CORM-3-derived CO modulates polymorphonuclear leukocyte migration across the vascular endothelium by reducing levels of cell surface-bound elastase

¹Centre for Critical Illness Research, Lawson Health Research Institute, London, Ontario, Canada; ²Department of Cardiovascular Surgery, Osaka City University Graduate School of Medicine, Osaka, Japan; and ³Department of Chemistry, McMaster University, Hamilton, Ontario, Canada

Submitted 26 March 2009 ; accepted in final form 23 June 2009

Recently, it has been shown that carbon monoxide (CO)-releasing molecule (CORM)-released CO can suppress inflammation.
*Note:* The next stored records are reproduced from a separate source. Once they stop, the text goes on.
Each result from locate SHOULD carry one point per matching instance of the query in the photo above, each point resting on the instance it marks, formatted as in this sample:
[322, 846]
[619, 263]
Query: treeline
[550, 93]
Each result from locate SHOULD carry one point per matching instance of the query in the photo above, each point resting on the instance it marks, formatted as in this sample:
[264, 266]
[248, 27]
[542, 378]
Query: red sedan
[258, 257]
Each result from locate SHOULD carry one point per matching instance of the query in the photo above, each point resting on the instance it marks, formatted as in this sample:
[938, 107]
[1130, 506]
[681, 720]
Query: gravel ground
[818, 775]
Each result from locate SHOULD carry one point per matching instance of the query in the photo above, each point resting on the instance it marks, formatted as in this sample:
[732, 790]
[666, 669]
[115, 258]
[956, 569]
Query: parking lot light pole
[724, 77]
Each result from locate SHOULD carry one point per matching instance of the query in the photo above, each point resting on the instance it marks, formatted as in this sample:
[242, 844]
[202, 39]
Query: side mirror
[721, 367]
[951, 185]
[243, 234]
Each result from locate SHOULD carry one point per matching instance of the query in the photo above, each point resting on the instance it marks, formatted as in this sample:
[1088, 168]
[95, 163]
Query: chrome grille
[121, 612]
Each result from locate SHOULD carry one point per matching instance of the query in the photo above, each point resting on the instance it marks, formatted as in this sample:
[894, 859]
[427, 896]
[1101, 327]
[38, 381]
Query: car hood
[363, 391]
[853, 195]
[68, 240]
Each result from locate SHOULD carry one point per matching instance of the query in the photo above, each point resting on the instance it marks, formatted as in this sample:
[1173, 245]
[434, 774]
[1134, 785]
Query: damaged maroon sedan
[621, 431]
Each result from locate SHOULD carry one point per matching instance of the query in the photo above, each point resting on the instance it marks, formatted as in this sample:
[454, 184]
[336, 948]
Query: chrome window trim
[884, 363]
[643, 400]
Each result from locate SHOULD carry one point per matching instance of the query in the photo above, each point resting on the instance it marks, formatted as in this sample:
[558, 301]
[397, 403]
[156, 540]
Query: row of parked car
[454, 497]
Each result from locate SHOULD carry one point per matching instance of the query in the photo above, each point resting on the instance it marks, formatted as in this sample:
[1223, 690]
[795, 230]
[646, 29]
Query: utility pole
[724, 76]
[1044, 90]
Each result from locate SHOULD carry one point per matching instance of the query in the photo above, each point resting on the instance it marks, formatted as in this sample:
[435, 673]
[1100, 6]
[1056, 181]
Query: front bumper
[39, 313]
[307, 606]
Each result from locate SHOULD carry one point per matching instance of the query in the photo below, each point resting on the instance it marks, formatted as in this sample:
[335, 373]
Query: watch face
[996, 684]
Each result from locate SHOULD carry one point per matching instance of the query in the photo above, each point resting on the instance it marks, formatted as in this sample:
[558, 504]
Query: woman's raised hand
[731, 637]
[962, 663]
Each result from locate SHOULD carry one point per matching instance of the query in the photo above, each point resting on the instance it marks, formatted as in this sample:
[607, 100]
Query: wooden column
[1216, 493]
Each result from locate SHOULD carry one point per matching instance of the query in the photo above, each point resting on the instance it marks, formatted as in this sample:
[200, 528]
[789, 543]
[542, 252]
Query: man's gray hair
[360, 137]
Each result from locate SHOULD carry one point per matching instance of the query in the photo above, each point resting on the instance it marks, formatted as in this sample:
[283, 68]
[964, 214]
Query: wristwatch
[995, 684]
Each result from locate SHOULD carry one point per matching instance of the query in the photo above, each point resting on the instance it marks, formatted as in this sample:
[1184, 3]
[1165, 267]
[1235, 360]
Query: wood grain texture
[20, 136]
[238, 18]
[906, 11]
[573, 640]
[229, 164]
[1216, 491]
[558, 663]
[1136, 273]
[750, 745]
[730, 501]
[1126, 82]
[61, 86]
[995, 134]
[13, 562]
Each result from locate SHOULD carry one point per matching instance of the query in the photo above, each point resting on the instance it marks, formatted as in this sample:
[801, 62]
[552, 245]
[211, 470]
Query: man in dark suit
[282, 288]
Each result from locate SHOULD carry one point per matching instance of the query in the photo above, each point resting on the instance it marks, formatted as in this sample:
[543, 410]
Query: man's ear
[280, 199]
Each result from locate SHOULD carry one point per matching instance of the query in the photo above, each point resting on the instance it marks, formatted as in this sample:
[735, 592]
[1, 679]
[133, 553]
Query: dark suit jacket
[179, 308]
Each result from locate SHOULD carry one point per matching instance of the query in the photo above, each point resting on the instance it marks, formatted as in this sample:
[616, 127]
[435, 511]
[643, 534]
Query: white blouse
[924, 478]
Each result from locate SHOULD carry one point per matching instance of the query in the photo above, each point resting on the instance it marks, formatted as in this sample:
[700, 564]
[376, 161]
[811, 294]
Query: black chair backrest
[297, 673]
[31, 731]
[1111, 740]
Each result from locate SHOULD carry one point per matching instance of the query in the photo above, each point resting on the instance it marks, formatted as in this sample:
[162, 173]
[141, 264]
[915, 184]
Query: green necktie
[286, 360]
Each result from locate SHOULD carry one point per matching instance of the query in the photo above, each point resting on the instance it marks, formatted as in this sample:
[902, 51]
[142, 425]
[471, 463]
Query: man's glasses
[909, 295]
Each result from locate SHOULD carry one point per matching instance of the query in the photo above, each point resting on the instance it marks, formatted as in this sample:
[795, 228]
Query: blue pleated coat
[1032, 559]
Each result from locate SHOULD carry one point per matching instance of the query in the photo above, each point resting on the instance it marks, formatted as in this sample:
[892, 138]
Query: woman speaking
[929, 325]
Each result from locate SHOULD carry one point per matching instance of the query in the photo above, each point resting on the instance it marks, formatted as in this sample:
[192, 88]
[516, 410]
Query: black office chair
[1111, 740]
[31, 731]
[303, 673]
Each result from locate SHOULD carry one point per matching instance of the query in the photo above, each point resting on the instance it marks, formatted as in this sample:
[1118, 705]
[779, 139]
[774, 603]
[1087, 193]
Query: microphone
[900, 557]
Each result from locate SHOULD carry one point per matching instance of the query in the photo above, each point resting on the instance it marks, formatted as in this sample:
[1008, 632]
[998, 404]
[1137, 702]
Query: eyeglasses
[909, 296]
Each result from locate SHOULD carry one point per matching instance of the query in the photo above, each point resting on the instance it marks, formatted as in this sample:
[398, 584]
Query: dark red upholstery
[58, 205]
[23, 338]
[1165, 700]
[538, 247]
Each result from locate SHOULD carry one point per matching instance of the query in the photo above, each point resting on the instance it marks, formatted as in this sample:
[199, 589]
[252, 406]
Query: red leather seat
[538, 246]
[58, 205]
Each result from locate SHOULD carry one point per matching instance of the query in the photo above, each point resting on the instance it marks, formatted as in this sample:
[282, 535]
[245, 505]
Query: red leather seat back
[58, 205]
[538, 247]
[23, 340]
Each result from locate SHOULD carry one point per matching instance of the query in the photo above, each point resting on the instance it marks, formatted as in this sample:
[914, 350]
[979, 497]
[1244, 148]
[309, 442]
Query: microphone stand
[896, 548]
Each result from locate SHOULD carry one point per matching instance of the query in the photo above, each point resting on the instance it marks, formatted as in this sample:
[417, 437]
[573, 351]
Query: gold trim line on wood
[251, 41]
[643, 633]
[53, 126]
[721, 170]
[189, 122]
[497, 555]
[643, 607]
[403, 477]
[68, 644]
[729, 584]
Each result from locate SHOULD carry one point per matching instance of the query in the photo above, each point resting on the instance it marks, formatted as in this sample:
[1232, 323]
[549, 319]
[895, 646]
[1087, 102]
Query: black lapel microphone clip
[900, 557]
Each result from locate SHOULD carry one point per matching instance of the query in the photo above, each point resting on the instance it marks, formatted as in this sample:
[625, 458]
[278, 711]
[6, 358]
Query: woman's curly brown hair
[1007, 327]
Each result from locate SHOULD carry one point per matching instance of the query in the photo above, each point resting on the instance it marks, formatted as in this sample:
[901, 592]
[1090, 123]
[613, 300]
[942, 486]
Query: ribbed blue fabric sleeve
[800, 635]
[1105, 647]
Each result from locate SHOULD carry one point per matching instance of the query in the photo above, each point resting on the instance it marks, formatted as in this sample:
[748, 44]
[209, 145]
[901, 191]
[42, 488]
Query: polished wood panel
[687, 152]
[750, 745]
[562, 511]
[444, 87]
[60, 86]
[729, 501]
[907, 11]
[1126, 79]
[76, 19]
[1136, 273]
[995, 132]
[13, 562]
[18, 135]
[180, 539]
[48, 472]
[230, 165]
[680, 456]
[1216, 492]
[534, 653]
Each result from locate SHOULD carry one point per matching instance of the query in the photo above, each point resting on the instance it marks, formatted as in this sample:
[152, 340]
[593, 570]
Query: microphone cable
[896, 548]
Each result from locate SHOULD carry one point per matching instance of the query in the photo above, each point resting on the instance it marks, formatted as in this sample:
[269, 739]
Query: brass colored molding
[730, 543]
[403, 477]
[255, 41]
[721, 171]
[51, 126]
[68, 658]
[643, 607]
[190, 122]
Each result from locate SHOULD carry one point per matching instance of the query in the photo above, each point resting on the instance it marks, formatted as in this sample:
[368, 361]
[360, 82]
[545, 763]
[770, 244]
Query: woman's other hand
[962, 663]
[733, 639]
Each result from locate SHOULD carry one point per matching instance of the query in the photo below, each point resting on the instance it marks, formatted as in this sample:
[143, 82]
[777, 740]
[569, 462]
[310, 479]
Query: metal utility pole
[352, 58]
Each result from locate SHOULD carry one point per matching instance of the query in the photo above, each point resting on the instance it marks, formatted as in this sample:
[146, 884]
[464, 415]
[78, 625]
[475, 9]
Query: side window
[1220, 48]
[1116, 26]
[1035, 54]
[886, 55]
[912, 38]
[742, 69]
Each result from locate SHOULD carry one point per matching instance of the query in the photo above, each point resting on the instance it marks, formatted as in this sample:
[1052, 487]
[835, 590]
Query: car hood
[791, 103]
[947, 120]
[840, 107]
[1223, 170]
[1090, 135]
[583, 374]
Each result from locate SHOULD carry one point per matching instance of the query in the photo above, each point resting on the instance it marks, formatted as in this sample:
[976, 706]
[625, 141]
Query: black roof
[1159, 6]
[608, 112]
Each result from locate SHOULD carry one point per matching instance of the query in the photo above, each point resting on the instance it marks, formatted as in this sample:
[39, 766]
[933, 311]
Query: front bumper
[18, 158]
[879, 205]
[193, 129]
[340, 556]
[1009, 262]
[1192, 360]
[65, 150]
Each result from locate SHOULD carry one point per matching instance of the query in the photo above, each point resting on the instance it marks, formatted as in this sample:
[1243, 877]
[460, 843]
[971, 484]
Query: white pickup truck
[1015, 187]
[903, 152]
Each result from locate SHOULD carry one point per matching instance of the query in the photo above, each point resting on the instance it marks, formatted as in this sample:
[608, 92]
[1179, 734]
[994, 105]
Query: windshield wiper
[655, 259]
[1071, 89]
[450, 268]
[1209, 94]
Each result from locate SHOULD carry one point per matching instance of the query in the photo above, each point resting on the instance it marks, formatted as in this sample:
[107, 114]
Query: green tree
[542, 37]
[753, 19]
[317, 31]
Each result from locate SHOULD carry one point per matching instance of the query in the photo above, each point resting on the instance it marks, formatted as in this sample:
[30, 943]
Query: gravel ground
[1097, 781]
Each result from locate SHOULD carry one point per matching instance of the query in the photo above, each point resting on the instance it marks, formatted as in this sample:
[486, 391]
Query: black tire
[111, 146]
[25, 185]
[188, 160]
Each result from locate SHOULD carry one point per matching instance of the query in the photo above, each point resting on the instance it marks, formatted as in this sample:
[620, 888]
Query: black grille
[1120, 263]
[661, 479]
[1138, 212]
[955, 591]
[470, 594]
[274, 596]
In this study, we assessed the effects and potential mechanisms of a ruthenium-based water-soluble CO carrier [tricarbonylchloroglycinate-ruthenium(II) (CORM-3)] in the modulation of polymorphonuclear leukocyte (PMN) inflammatory responses in an experimental model of sepsis. Sepsis in mice was induced by cecal ligation and puncture. CORM-3 (3 mg/kg iv) was administered 15 min after the induction of cecal ligation and puncture. PMN accumulation in the lung (myeloperoxidase assay), bronchoalveolar lavage (BAL) fluid, and lung vascular permeability (protein content in BAL fluid) were assessed 6 h later. In in vitro experiments, human PMNs were primed with LPS (10 ng/ml) and subsequently stimulated with formyl-methionyl-leucylphenylalanine (fMLP; 100 nM). PMN production of ROS (L-012/dihydrorhodamine-123 oxidation), degranulation (release of elastase), and PMN rolling, adhesion, and migration to/across human umbilical vein endothelial cells (HUVECs) were assessed in the presence or absence of CORM-3 (1–100 µM). The obtained results indicated that systemically administered CORM-3 attenuates PMN accumulation and vascular permeability in the septic lung. Surprisingly, in in vitro experiments, treatment of PMNs with CORM-3 further augmented LPS/fMLP-induced ROS production and the release of elastase. The latter effects, however, were accompanied by an inability of PMNs to mobilize elastase to the cell surface (plasma membrane), an event required for efficient PMN transendothelial migration. The CORM-3-induced decrease in cell surface levels of elastase was followed by decreased PMN rolling/adhesion to HUVECs and complete prevention of PMN migration across HUVECs. In contrast, treatment of HUVECs with CORM-3 had no effect on PMN transendothelial migration. Taken together, these findings indicate that, in sepsis, CORM3-released CO, while further amplifying ROS production and degranulation of PMNs, concurrently reduces the levels of cell surface-bound elastase, which contributes to suppressed PMN transendothelial migration.

sepsis; systemic inflammation; oxidative stress; leukocyte adhesion/migration; proteolytic enzymes; carbon monoxide; carbon monoxide-releasing molecules; tricarbonylchloroglycinate-ruthenium(II)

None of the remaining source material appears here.